In-depth study of topics not covered in regular course offerings. The course explores the breadth and depth of Women's Studies from a historical perspective. In order to understand Women's Studies currently, students look at the historical foundations that contribute social, political, and economic influences on the topics. Barring duplication of topic, may be repeated for credit.
Department Approval Required. Contact Academic Department for permission then register through Webcat.
Repeat Rule: May be repeated for a maximum of 8 credits.

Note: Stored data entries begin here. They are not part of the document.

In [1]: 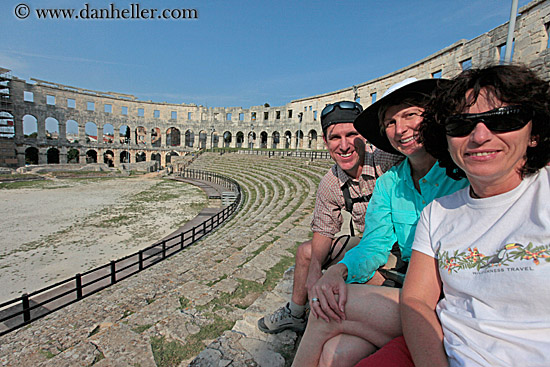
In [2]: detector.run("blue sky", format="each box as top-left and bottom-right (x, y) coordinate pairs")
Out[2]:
(1, 0), (532, 108)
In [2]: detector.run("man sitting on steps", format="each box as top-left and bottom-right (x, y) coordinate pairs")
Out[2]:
(258, 101), (402, 334)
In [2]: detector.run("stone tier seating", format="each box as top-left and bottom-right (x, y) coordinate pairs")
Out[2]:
(0, 152), (334, 367)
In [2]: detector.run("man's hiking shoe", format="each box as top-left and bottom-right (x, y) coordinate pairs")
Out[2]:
(257, 303), (307, 334)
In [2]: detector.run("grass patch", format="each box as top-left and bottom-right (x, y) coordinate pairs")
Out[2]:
(207, 245), (299, 314)
(150, 335), (188, 367)
(0, 173), (42, 180)
(153, 314), (235, 363)
(252, 242), (270, 256)
(179, 296), (191, 310)
(101, 214), (132, 227)
(0, 180), (48, 189)
(121, 309), (134, 319)
(206, 274), (228, 287)
(92, 350), (105, 364)
(39, 349), (56, 359)
(132, 324), (153, 333)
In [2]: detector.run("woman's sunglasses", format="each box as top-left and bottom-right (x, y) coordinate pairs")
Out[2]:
(321, 101), (363, 119)
(444, 106), (533, 137)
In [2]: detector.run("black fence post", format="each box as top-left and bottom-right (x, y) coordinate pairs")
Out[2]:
(139, 251), (143, 271)
(110, 261), (116, 284)
(76, 273), (83, 299)
(162, 241), (166, 259)
(22, 293), (30, 323)
(180, 232), (184, 250)
(192, 226), (196, 242)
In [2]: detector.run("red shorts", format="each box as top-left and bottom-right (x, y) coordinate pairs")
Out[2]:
(354, 336), (414, 367)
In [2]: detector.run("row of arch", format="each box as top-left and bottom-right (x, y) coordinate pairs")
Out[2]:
(21, 114), (322, 149)
(23, 147), (183, 167)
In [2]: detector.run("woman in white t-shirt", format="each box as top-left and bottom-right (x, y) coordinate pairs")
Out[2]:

Attributes: Inquiry (Discovery), Historical Perspectives(Disc)
Instructors: Jess Flarity
Additional Course Details:
In this class we will examine gender and science fiction through a feminist lens within historical and contemporary contexts, focusing primarily on American authors. We will investigate the dynamic between female- and male-identifying writers and their characters throughout the 20th and into the 21st century, as well as explore transhuman, posthuman, and alien interpretations of gender. This course will also include more recent texts from nonbinary writers. Some questions we will explore include: how does an author’s identity or culture influence the way they write gender into their stories? What would a “single gender” society look like? How does gender intersect with reproduction in a science fictional setting? Why do authors sometimes veer towards utopia or dystopia when reimagining present-day gender dynamics? This course is designed to build on modern theories of gender and prepare students for advanced scholarship in the fields of literature, media studies, popular culture, and the digital humanities. To facilitate this, we will be studying a variety of written and visual texts using an interdisciplinary framework from genres such as cyberpunk, afrofuturism, indigenous futurism, and others.